從奢文莊確定經海入浙戰略之初,宋家自宋浮以下,就不看好形勢,近幾年來將重心放在經略泉州上,無意附隨奢家進入浙贛攻城掠地。  

也是宋家這種獨善其身的行為,使得宋家跟其他七姓宗族的距離越來越遠,使得彼此之間的關係,也不像以往那般錯綜複雜,難以分割。  

以浙東戰事為分野,之後浙閩軍在東線戰略接連大敗,形勢急轉直下,大批八閩子弟喪命異鄉。宋氏宗族一方面暗自僥倖,一方面也更加堅定了獨善其身的策略,絕沒有跟奢家及其他六姓宗族一條道走到黑的心思。  

既然心存觀望,那投附淮東或投附江寧,是宋氏宗族諸多人心裡早就存在卻不便說出口的一種選擇。  

比起其他六姓,長期以來都視以奢家馬首是瞻,又與奢家利益緊密糾葛,宋家在這時候選擇投向淮東,實際並沒有太多的心理負擔。

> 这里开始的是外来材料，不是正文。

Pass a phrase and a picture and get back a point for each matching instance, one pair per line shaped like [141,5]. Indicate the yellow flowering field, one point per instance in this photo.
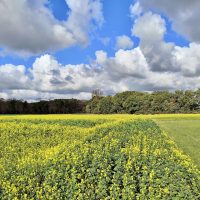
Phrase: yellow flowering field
[93,157]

此外,泉州駐軍較為純粹的由宋氏子弟掌握,也使得宋家選擇投向淮東時,更少了許多顧慮。  

形勢也很明顯,宋家此時不投淮東,待淮東抽出手來,組織兵馬從閩東登岸,很可能第一個就選擇打泉州。  

奢家在晉安駐有大量精銳兵馬,淮東一開始就打晉安的壓力太大——從泉州登陸,一是離夷洲島近,在夷洲囤積戰備物資及集結的兵馬,運往泉州登陸最為便捷;再者泉州北臨晉江,淮東兵圍泉州城,能很好的將晉安援兵阻隔在晉江北岸;另外,從泉州登岸,也能將泉州以南的閩南沿海諸府縣隔絕在晉安之外,達到分而擊之的目的。  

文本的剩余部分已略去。